Ja, viele haben das Gefühl, dass nichts mehr funktioniert wie früher. Ja, selbst Wohlwollende kommen nicht umhin, dem Verfall des Wohlstandes entsetzt zuzuschauen. Infrastrukturapokalypse. Regierungsstreit. Überall diese Fragen: Wo sind die Fachkräfte hin? Die Milliarden und Abermilliarden? Die Tatkraft?  Die gebrochenen Versprechen? Steinmeier, der in Kürze selbst in ein neugebautes Provisorium ziehen muss, weil sein eigenes Schloss einer Grundsanierung unterzogen werden muss, fungiert in seinem Essay als Gefühlserklärer der Nation, die keine sein möchte. Niemand spürt wie er, wie die Lage ist. Wer sie zu verantworten hat. Und warum.

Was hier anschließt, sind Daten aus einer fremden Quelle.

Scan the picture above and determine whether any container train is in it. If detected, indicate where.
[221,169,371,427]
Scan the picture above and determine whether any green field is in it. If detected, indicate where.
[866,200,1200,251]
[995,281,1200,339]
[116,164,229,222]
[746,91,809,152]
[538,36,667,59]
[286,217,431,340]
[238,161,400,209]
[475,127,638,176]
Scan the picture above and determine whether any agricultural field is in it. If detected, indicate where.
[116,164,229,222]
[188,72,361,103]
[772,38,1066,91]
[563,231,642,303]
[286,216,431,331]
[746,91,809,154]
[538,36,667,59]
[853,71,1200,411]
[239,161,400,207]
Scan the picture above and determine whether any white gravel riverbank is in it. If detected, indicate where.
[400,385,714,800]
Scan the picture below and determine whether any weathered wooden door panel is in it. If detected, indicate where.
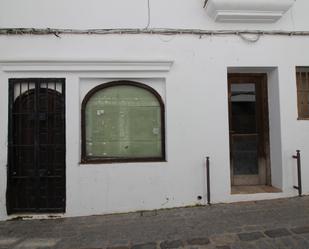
[7,79,65,214]
[228,74,269,185]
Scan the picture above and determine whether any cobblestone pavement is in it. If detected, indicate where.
[0,196,309,249]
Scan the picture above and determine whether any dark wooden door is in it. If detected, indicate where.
[7,79,65,214]
[229,74,270,185]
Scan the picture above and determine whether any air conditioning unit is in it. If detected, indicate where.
[205,0,295,23]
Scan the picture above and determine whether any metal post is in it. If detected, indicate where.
[293,150,302,196]
[206,156,210,205]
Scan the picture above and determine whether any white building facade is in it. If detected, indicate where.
[0,0,309,220]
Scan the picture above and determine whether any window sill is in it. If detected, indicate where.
[79,158,167,165]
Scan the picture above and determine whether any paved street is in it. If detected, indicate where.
[0,196,309,249]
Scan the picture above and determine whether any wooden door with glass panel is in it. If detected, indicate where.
[228,74,269,186]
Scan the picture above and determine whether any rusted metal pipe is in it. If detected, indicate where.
[206,156,211,205]
[293,150,302,196]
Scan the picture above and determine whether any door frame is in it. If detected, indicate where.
[228,73,271,186]
[6,78,66,215]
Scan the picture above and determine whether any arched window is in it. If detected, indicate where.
[82,81,165,163]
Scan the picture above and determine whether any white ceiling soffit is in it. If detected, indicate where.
[0,59,173,72]
[206,0,295,23]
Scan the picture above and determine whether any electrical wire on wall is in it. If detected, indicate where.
[0,28,309,37]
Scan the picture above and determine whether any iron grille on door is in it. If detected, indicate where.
[7,78,65,214]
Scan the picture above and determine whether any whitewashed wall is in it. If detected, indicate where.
[0,0,309,219]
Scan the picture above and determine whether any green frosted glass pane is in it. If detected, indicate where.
[85,83,162,158]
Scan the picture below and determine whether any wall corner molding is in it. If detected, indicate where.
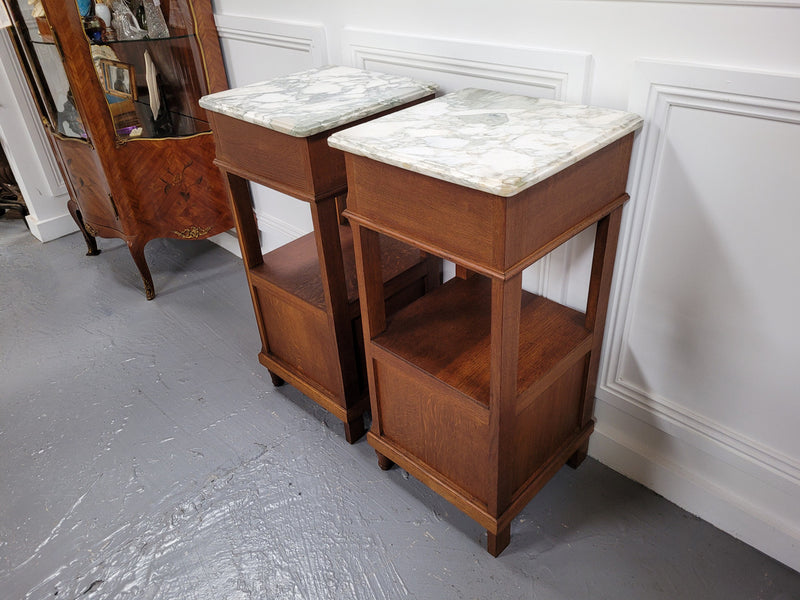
[592,60,800,570]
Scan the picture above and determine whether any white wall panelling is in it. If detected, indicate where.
[212,14,328,256]
[342,28,594,302]
[591,61,800,570]
[0,30,78,242]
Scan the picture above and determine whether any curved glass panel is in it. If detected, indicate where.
[6,0,86,138]
[83,0,210,139]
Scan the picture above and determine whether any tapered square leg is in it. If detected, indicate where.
[486,524,511,557]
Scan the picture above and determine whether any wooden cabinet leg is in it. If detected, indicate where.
[267,369,286,387]
[486,524,511,557]
[344,415,367,444]
[567,440,589,469]
[375,450,394,471]
[67,200,100,256]
[128,240,156,300]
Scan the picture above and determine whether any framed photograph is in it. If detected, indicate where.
[99,58,136,100]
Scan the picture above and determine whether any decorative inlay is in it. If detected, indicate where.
[172,225,211,240]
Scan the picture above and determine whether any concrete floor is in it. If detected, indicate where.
[0,220,800,600]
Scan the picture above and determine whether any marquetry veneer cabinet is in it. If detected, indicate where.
[2,0,233,300]
[329,90,641,556]
[201,66,441,443]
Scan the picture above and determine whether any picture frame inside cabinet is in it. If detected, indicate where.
[98,58,136,101]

Walter Steinmeier wirbt hier mutig für die Anstrengung gemeinschaftlichen Handelns, aus dem politische Kraft erwächst, für den Mut, sich ehrlich zu machen und bei der führenden Rolle der Bedeutung bei der Durchsetzung der Beschlüsse aufzustehen, statt sich wegzuducken. "Unser Wir ist das einer vielfältigen Gesellschaft geworden, die neu erkennen muss, was sie verbindet", legt der frühere Geheimdienstkoordinator den Finger in die Wunde. Die magische Steinmeier-Formel: Aus der "Anstrengung gemeinschaftlichen Handelns erwächst politische Kraft", wenn das "unser Wir einer vielfältigen Gesellschaft" neu erkennt, "was sie verbindet".


3 Kommentare:

Anonym hat gesagt…

"Wegmarken und Erfahrungen, die Deutschland in 75 Jahren geprägt haben"
Mir fallen da 2 Wegmarken ein.
1. Steinmeiers schönes Foto vom Maidan, wo er mit Jazenjuk jubelnd den Arm hochreist. Der Anfang von unserem wirtschaftlichen Sturz in den Abgrund, rückblickend gesehen.
2. Karl Lauterbach, wie er, dreckig grinsend, ein Kind in den Arm impft. Besser hätte es auch Mengele nicht hingekriegt.

Die Anmerkung hat gesagt…

zu "Wir"
von amazon

#2 Am häufigsten verschenkt in Erster Weltkrieg

Anonym hat gesagt…

Irgendwie hat der Titel so einen ausschließenden Charakter. Denn wo es ein "Wir" gibt, muss es denknotwendig auch ein "Nicht-Wir" geben von Leuten, die nicht zum "Wir" gehören. Das ist wie bei "unserer Demokratie", die die Haltungszeiger tagtäglich verteidigen und die mit der Demokratie, wie man sie kannte, nicht mehr viel zu tun hat. Da leistet der Präsident mal wieder einen Beitrag zur Spaltung.